All modern micro-processors
have Dynamic Branch Predictors (DBPs). The DBPs predict both direction (taken/not taken) and branch target.Most are constructed from a series of Branch History Tables (BHTs) that contain the outcomes of previous predictions of the same branch.
Most DBPs are tagless i.e. the current Instruction Pointer (IP) or some combination of it and the Global Branch History (GBH) are used to index the BHTs but no test is made to certify that the prediction in the table is for the same branch that is predicted. Thus, it is possible that more than one active branch is mapped to the same entry when their LSBs are the same.
The large size of the BHTs (thousands of entries) should alleviate this problem. However, large scale enterprise applications (DBs, ERPs) can exhaust even these resources. Therefore, a solution to this problem has to be made at the software level.
The solution we present here is in the realm of processors that have no static branch prediction capabilities or where they exist but they still occupy BHT slots. The idea is to group together branches that are either predicted statically or have an high degree of probability of being predicted correctly.

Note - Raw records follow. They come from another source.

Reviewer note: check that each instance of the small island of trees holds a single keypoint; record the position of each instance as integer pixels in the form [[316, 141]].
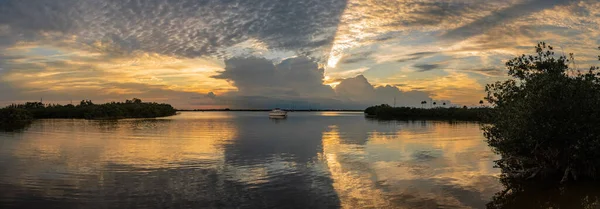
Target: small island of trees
[[387, 112], [16, 116]]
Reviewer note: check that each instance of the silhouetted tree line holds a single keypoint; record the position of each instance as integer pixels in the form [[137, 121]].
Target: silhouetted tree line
[[385, 111], [546, 119], [14, 118], [16, 114]]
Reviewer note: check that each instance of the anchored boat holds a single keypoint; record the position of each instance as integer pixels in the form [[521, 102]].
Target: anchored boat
[[277, 113]]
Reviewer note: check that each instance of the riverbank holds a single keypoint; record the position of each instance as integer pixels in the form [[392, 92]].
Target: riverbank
[[18, 116], [387, 112]]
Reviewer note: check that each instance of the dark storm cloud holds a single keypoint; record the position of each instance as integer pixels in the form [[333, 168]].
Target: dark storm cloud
[[189, 28], [500, 17], [292, 77], [298, 81], [426, 67]]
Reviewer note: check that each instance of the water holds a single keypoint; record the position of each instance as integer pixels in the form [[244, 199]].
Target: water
[[246, 160]]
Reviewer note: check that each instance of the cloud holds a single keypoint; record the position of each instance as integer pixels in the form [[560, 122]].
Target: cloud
[[426, 67], [482, 25], [186, 28], [298, 82]]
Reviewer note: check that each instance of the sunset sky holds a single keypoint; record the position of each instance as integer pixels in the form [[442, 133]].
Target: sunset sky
[[278, 53]]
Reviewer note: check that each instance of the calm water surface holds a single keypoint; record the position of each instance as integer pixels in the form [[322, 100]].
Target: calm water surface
[[246, 160]]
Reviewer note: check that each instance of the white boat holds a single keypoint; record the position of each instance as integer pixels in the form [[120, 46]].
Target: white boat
[[277, 113]]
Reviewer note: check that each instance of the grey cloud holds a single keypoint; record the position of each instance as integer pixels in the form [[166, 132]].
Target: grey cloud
[[292, 77], [416, 56], [360, 91], [298, 82], [426, 67], [211, 95], [181, 28], [357, 57], [497, 18], [487, 71]]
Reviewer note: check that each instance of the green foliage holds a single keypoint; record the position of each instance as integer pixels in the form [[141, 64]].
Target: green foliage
[[385, 111], [546, 118], [14, 119]]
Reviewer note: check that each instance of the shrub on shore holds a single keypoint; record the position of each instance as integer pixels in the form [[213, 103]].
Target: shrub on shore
[[19, 115], [14, 118], [546, 118], [385, 111]]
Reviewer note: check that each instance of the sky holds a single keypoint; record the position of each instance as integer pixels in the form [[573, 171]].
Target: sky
[[342, 54]]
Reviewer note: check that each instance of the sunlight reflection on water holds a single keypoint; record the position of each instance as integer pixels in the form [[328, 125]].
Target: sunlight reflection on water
[[244, 159]]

All branches that are predicted taken
(statically or with a high degree of probability) are positioned at addresses that will map them to the same BHT slot. For example, for a BHT of 64 entries addresses that end with 0x14
will be mapped to the same
slot. Thus, the compiler or post-link optimizer can try to map the aforementioned branches to the same slot. This solution will work for a small BHT, for larger BHTs several slots will be reserved for these branches.
Current solutions include:
Besides the obvious enlarging of the tables there are several solutions that split
the BHT into several smaller BHTs in order to have each handle a different "class" of branches.
All these solutions are hardware based.
Re-order some of the branches to minimize the collisions of branches. This
necessitates that the compiler or other (post-link) optimizer keep track of all branches and integrate the position shifts with many other optimizations. In addition this solution doesn't reduce the number of entries used, it just resolves conflicts.
Convert conditional branches to un-conditional ones. However, this approach is
less effective as it is usually done anyway by the compiler when possible. Trying to force additional conversions may add, instead of reduce, the number of branches.
Static branch-prediction - many architectures enable the compiler to specify (by
setting bits in the instruction) that the conditional branch should be statically predicted taken based on program and/or profile based analysis. For some processors this is an advantage as the statically predicted branches aren't inserted into the BHTs, making more room for dynamically predicted branches. However, in other processors, they still occupy BHT slots so the possibility of branch collision still exis...